Y al hilo de estas reflexiones es cuando salta la palabra-liebre, la palabra-libre que nos ocupa. He aquí las dos primeras frases de la cédula: «Conçejo, justicia, rregidores, caualleros, escuderos, oficiales e omnes buenos de la noble mi çibdad de Segouia, mis vasallos.

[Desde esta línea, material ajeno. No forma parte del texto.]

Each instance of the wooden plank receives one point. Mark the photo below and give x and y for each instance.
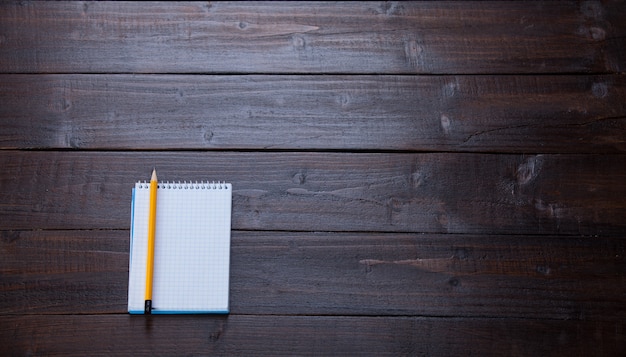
(365, 37)
(439, 192)
(80, 335)
(69, 272)
(526, 114)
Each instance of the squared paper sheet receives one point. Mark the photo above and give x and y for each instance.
(192, 249)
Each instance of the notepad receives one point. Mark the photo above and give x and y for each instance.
(191, 251)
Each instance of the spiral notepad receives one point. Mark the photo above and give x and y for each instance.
(191, 250)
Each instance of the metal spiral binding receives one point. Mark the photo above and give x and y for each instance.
(202, 185)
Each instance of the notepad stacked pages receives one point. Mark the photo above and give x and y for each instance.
(191, 248)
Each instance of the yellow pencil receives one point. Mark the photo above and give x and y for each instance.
(151, 230)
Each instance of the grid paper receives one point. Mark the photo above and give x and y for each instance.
(192, 248)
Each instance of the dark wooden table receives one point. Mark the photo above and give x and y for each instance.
(409, 178)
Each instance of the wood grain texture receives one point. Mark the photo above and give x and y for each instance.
(293, 273)
(366, 37)
(584, 114)
(438, 192)
(304, 335)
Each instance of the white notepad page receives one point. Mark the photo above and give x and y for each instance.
(191, 252)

Ya sabéis commo, en cada anno, soledes poner por condiçion en las rrentas de Valsaín e del almotaçenadgo e merinas e en las carneçerías desa dicha mi çibdad que los arrendadores dellas den, en cada anno, ocho toros para deporte de los vezinos desa dicha mi çibdad, para que los corran por el día de Sant Iohan e de Santiago». Textual, insisto: «para deporte de los vezinos».
No hay duda, dos paleógrafos de autoridad indiscutida me han confirmado esta lectura: Marta Herrero y José Antonio Fernández Flores, que ahora mismo están lidiando con la colección diplomática de Sahagún, pergaminos que embisten, y con el cartulario de Cardeña, el más antiguo de la Corona de Castilla. Y, por si fuera poco, unas líneas más abajo la cédula vuelve sobre lo mismo, aunque con el escribano comiéndose las dos letras iniciales, abreviando como suelen las taquimecas, seguro de que a ningún oyente o lector despistaría la licencia: «E mando a las dichas justiçias e a cada vno dellos que, sy luego non lo pusierdes en obra, los fagan traer e pagara los dichos arrendadores, segund solían, de guisa que estén prestos, como dicho es, para mi seruiçio e para que los vezinos de la dicha mi çibdad ayan su porte con ellos».
Así pues, deporte palabra taurina, con ese uso acreditado al menos desde mediados del siglo XV. Incardinada la Fiesta en la médula de nuestra intrahistoria, esa realidad aflora por todas partes cuando se entra en el laberinto grato de los archivos y se busca, no las piruetas cortesanas, sino el latido del pueblo. Son evidencias.
Gonzalo Santonja, catedrático de la Universidad Complutense de Madrid.